Benchmarks¶

rapid_textrank achieves significant speedups over pure Python TextRank implementations through Rust's performance characteristics and careful algorithm implementation.

Pre-computed Results¶

The table below shows approximate timings measured on a modern laptop. Your results will vary depending on hardware, Python version, and system load.

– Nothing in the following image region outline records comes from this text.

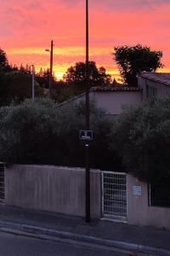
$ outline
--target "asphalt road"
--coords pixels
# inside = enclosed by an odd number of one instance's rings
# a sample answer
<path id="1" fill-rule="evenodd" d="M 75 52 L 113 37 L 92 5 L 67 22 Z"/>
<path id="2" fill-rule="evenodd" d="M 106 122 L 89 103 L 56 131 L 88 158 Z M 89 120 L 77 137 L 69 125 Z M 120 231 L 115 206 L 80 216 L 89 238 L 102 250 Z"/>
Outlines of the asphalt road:
<path id="1" fill-rule="evenodd" d="M 0 256 L 123 256 L 104 249 L 0 232 Z"/>

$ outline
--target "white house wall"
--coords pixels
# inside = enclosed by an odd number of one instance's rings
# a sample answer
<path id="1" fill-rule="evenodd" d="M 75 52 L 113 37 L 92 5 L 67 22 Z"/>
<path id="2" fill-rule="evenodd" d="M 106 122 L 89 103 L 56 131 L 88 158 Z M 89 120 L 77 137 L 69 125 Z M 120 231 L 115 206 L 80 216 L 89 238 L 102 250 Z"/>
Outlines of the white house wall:
<path id="1" fill-rule="evenodd" d="M 137 106 L 142 102 L 141 91 L 94 91 L 94 95 L 97 105 L 105 108 L 110 114 L 120 114 L 127 107 Z"/>
<path id="2" fill-rule="evenodd" d="M 143 100 L 147 100 L 146 85 L 157 89 L 157 97 L 162 98 L 170 96 L 170 87 L 160 82 L 153 81 L 143 77 L 139 77 L 139 87 L 143 90 Z"/>

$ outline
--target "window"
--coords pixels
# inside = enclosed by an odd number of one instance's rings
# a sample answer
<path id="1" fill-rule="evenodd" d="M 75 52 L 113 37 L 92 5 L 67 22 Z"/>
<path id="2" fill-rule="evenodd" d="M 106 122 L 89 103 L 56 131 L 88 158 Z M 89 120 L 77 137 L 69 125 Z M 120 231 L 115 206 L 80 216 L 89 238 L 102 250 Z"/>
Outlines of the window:
<path id="1" fill-rule="evenodd" d="M 158 90 L 156 87 L 146 84 L 146 97 L 149 100 L 156 102 L 158 96 Z"/>
<path id="2" fill-rule="evenodd" d="M 150 184 L 150 205 L 170 207 L 170 176 Z"/>

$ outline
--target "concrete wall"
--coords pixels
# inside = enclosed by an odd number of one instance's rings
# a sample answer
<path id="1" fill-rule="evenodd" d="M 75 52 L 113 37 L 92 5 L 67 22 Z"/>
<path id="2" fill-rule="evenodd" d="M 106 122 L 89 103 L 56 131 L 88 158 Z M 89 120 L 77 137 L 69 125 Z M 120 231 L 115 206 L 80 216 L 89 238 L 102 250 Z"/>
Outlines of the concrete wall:
<path id="1" fill-rule="evenodd" d="M 128 223 L 170 230 L 170 208 L 149 206 L 148 188 L 131 175 L 127 175 Z M 133 186 L 141 187 L 141 195 L 134 195 Z"/>
<path id="2" fill-rule="evenodd" d="M 142 91 L 94 91 L 92 97 L 97 105 L 110 114 L 120 114 L 129 106 L 142 102 Z"/>
<path id="3" fill-rule="evenodd" d="M 101 216 L 101 173 L 91 171 L 91 214 Z M 85 171 L 14 165 L 5 170 L 5 203 L 27 209 L 85 215 Z"/>
<path id="4" fill-rule="evenodd" d="M 97 106 L 104 108 L 108 114 L 117 115 L 122 113 L 123 108 L 129 106 L 139 105 L 142 102 L 142 91 L 90 91 L 90 101 L 94 101 Z M 85 101 L 85 94 L 76 96 L 61 103 L 71 104 Z"/>

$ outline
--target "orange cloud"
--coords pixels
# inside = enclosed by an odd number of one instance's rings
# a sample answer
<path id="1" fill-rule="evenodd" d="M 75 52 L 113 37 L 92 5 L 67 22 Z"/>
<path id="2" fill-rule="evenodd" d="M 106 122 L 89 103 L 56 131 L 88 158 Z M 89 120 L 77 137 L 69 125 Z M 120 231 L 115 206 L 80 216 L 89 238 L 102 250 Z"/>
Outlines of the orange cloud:
<path id="1" fill-rule="evenodd" d="M 118 74 L 114 46 L 140 43 L 164 53 L 170 70 L 169 0 L 94 0 L 89 3 L 90 59 Z M 69 66 L 85 60 L 85 1 L 8 0 L 1 3 L 0 47 L 9 61 L 47 67 L 44 51 L 54 41 L 54 73 L 61 77 Z"/>

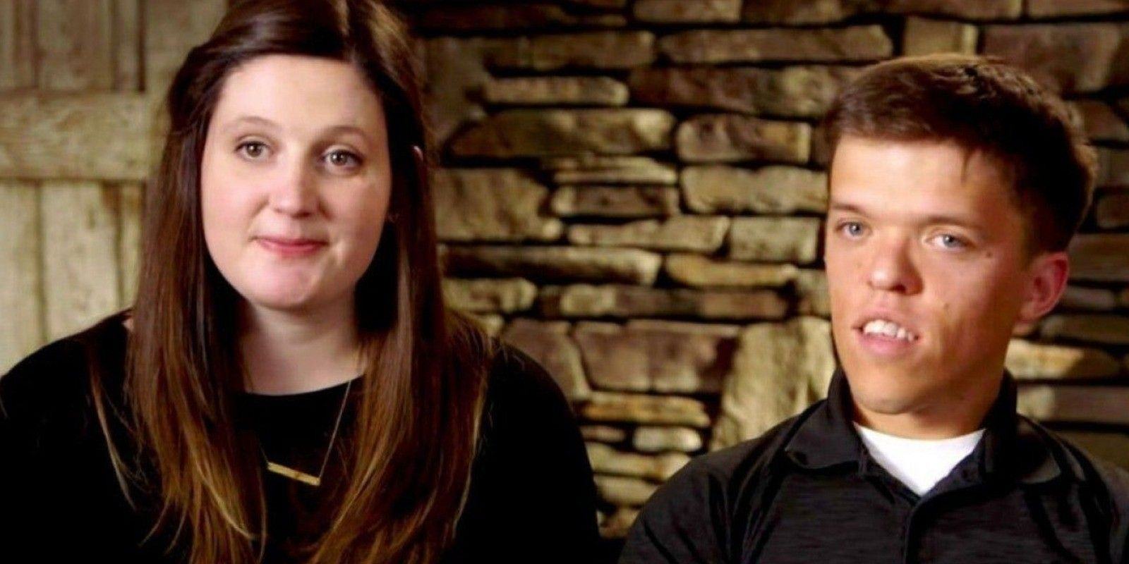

Document Size	rapid_textrank	pytextrank + spaCy	Speedup
Small (~20 words)	~0.1 ms	~5 ms	~50x
Medium (~100 words)	~0.3 ms	~15 ms	~50x
Large (~1000 words)	~2 ms	~80 ms	~40x

About these numbers

Results are approximate and depend on hardware. Run the benchmark script below to measure on your system.

Benchmark Script¶

Use the script below to compare rapid_textrank and pytextrank performance on your own hardware.

Benchmark Script

"""
Benchmark: rapid_textrank vs pytextrank

Prerequisites:
    pip install rapid_textrank pytextrank spacy
    python -m spacy download en_core_web_sm
"""

import time
import statistics

# Sample texts of varying sizes
TEXTS = {
    "small": """
        Machine learning is a subset of artificial intelligence.
        Deep learning uses neural networks with many layers.
    """,

    "medium": """
        Natural language processing (NLP) is a field of artificial intelligence
        that focuses on the interaction between computers and humans through
        natural language. The ultimate goal of NLP is to enable computers to
        understand, interpret, and generate human language in a valuable way.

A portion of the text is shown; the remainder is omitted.